Un défi juridique met en lumière les pratiques opaques de X
Le mois de juillet 2024 s'annonce difficile pour X, anciennement Twitter. La plateforme d'Elon Musk vient d'être épinglée une première fois par l'Union Européenne pour de possibles infractions au Digital Services Act (DSA). Mais ce n'est pas la seule décision de haut niveau qui n'a pas tourné en faveur de Musk dernièrement.
Début juillet, la justice néerlandaise a donné raison à Danny Mekić, un étudiant en doctorat qui contestait le shadowban de son compte X. Le tribunal a estimé que la plateforme avait enfreint plusieurs dispositions du DSA et du RGPD, le règlement européen sur la protection des données personnelles.

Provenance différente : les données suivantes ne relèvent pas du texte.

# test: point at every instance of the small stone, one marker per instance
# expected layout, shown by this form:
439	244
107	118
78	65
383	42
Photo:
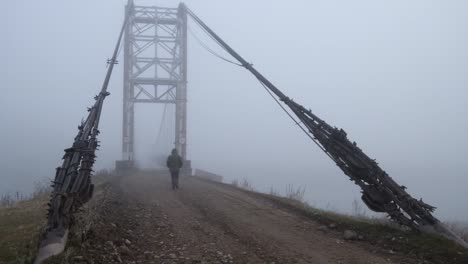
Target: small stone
349	235
323	228
125	250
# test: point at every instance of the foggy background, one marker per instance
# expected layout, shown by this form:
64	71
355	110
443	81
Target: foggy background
392	74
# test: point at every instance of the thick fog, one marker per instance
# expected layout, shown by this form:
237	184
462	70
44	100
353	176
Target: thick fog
392	74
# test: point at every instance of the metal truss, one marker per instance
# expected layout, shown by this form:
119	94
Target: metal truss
155	68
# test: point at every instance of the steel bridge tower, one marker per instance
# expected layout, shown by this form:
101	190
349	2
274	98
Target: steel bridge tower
155	69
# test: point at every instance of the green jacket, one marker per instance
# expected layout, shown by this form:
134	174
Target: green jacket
174	162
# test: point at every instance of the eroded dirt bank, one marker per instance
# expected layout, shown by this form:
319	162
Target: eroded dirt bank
143	221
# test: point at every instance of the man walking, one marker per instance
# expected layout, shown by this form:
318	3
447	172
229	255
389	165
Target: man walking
174	163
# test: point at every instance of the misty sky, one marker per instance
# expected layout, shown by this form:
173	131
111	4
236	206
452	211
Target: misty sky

Un shadowban opaque et arbitraire
Tout commence en octobre 2022, quand Danny Mekić découvre que son compte X a fait l'objet de restrictions de visibilité après qu'il ait partagé un article sur un sujet de droit qu'il étudiait. X n'a pas notifié ce "shadowban", ce qui constitue l'un des points litigieux.
C'est seulement lorsque des tiers l'ont contacté pour l'informer qu'ils ne voyaient plus ses réponses ni son compte dans les suggestions que Mekić a réalisé ce qui se passait. Ses tentatives de contacter X étant restées vaines, il a alors engagé plusieurs actions en justice.

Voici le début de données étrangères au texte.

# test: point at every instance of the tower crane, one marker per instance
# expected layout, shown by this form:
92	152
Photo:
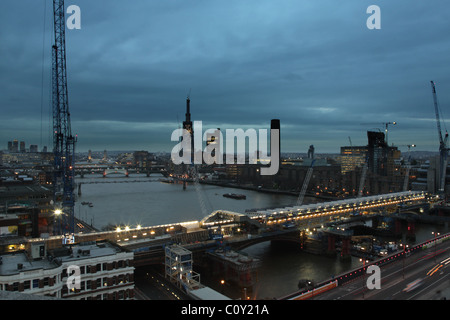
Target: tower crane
63	140
443	150
386	127
302	193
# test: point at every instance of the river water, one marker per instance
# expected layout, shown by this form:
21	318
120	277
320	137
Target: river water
140	200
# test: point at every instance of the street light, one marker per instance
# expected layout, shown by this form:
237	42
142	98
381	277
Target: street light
435	241
364	273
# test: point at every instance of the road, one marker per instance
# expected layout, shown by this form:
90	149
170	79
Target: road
151	285
428	270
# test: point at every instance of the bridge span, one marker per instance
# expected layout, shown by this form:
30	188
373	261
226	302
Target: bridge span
240	230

Violation du DSA et du RGPD
Mekić a attaqué la filiale irlandaise de X (encore appelée Twitter) pour rupture de contrat, étant un utilisateur premium. Il a aussi invoqué des manquements au DSA :
- Absence de point de contact pour traiter ses réclamations (art. 12)
- Défaut d'explication sur les restrictions appliquées à son compte (art. 17)
En parallèle, Mekić a sollicité auprès de X, sur la base du RGPD, une copie des informations le concernant pour comprendre ce traitement. Face au silence de la plateforme, il a engagé une seconde procédure pour violation du droit d'accès.
X condamné sur toute la ligne
Dans son jugement du 5 juillet, le tribunal néerlandais a donné raison à Mekić sur tous les points. Il a reconnu la rupture de contrat et condamné X à l'indemniser. La plateforme doit aussi lui fournir sous 15 jours un point de contact, sous astreinte de 100€ par jour de retard.
La justice a également estimé que X aurait dû notifier et justifier le shadowban, comme l'exige l'article 17 du DSA. Mekić a dû saisir la justice pour apprendre qu'un système automatisé avait restreint son compte suite au partage d'un simple article de presse.
Je suis heureux de cette décision. Il y a eu un grand débat au tribunal. Twitter soutenait que le DSA n'était pas proportionné et que les shadowbans de comptes entiers n'étaient pas soumis à ces obligations.
– Danny Mekić
Cerise sur le gâteau, le tribunal a aussi jugé les conditions générales de X contraires au droit européen sur les clauses abusives.
Concernant le RGPD, dans un jugement distinct du 4 juillet, le tribunal a condamné X à fournir à Mekić sous un mois les données qu'il avait demandées, ainsi que des explications sur la décision automatisée ayant eu un effet significatif sur lui (art. 22). Le shadowban affectait en effet sa visibilité professionnelle et ses perspectives d'emploi.
X devra payer jusqu'à 4000€ par jour en cas de non-respect continu du RGPD, en plus des frais de procédure.
Des répercussions plus larges ?
Si ces décisions ne concernent qu'un cas individuel, elles pourraient avoir une portée plus large dans l'application du DSA et du RGPD à X. L'Union Européenne n'en est qu'aux prémices avec le DSA, X venant de recevoir de premiers griefs.
Mais côté RGPD, cela fait des années que la société civile dénonce sa sous-application aux grandes plateformes. Les régulateurs, comme la CNIL irlandaise souvent critiquée pour son inertie sur les géants de la tech, ont désormais une pression supplémentaire pour agir.
Ces actions en justice étaient une dernière tentative pour faire lever mon shadowban injustifié. J'espère que cela améliorera le respect par X de ses obligations légales de transparence et de recours.
– Danny Mekić
Mekić appelle aussi la Commission Européenne, très mobilisée sur l'application du DSA, à ne pas se focaliser uniquement sur un durcissement de la modération, mais aussi sur les excès et le manque de transparence. Il prône une solution plus simple : réduire l'emprise des algorithmes conçus pour maximiser l'engagement et les revenus publicitaires.
Si cette affaire illustre le chemin qu'il reste à parcourir, elle montre aussi que même un simple utilisateur peut obtenir le respect de ses droits face à un géant du numérique. Reste à voir si X en tirera les leçons et reverra de lui-même ses pratiques opaques, avant d'y être contraint.